“Oh! I like to conquer difficulties,” he exclaimed. “The greater the obstacles, the greater the triumph.”
Perhaps he meant nothing more than met the ear, but Mittie’s omnipotent self-love felt wounded. She had been too easy a conquest, whose value was already beginning to lessen.
“Miss Thusa and Helen are such especial friends,” she added, without seeming to have heard his remark, “that I should think their first meeting had better be private. I suspect Miss Thusa has manufactured a new set of ghost stories for Helen’s peculiar benefit.”
“Are you a believer in ghosts?” asked Clinton of Helen. “If so, I envy you.”
“Envy me!”
“Yes! There is such a pleasure in credulity. I sigh now over the vanished illusions of my boyhood.”

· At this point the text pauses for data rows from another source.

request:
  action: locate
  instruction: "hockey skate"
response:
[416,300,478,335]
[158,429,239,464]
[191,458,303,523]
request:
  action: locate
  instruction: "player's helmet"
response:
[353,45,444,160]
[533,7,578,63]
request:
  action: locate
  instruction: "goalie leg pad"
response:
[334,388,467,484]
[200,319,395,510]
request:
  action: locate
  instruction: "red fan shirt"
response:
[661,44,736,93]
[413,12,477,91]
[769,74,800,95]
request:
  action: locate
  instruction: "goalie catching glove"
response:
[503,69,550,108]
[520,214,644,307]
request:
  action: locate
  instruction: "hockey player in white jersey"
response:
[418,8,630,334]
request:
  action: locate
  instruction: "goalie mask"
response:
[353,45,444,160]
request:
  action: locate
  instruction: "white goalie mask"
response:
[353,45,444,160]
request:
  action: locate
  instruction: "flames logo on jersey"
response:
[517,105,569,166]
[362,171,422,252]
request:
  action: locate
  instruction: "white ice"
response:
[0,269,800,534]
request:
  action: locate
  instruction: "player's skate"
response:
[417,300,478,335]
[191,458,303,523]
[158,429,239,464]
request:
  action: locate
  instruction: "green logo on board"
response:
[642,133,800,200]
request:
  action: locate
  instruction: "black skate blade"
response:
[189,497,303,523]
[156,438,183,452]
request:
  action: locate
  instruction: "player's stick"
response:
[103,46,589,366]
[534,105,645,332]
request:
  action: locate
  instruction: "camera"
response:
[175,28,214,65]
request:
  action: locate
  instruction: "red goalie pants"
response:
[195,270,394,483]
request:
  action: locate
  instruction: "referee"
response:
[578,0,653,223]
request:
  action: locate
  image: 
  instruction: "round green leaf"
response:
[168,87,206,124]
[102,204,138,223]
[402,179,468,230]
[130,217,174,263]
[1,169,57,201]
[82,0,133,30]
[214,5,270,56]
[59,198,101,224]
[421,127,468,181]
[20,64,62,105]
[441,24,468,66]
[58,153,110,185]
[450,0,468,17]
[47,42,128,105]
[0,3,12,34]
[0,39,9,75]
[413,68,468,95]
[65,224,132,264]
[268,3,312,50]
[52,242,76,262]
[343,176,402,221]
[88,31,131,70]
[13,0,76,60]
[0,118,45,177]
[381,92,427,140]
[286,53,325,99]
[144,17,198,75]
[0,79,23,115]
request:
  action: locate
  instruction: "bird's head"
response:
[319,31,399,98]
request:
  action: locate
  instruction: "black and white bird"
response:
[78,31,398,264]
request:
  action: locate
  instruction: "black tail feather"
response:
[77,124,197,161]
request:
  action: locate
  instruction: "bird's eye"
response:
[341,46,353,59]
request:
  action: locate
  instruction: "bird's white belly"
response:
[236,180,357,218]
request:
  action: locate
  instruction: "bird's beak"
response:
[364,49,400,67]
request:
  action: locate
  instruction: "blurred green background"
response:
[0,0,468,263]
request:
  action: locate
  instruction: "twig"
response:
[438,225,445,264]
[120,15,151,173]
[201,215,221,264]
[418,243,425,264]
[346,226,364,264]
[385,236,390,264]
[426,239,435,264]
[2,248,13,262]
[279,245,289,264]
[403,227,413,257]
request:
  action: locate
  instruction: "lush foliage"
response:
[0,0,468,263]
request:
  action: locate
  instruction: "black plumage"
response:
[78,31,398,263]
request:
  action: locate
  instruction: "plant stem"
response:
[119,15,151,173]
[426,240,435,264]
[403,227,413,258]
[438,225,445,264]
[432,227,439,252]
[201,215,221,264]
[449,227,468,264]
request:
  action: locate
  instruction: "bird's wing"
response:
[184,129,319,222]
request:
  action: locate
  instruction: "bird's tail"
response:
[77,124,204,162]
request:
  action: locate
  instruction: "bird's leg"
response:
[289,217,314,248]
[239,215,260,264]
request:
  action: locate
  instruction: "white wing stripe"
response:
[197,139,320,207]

“I once believed in ghosts,” replied Helen, “and even now, in solitude and darkness, the memories of childhood come back to me so powerfully, they are appalling. Miss Thusa might tell me a thousand stories now, without inspiring belief, while those told me in childhood can never be forgotten, or their impressions effaced.”
“Yet you like Miss Thusa, and seem to remember her with affection.”
“She was so kind to me that I could not help loving her—and she seemed so lonely, with so few to love her, it seemed cruel to shut up the heart against her.”
“One may be incredulous without being cruel, I should think,” said Mittie, with asperity. She felt the reproach, and could not believe it accidental. Poor Mittie! how much she suffered.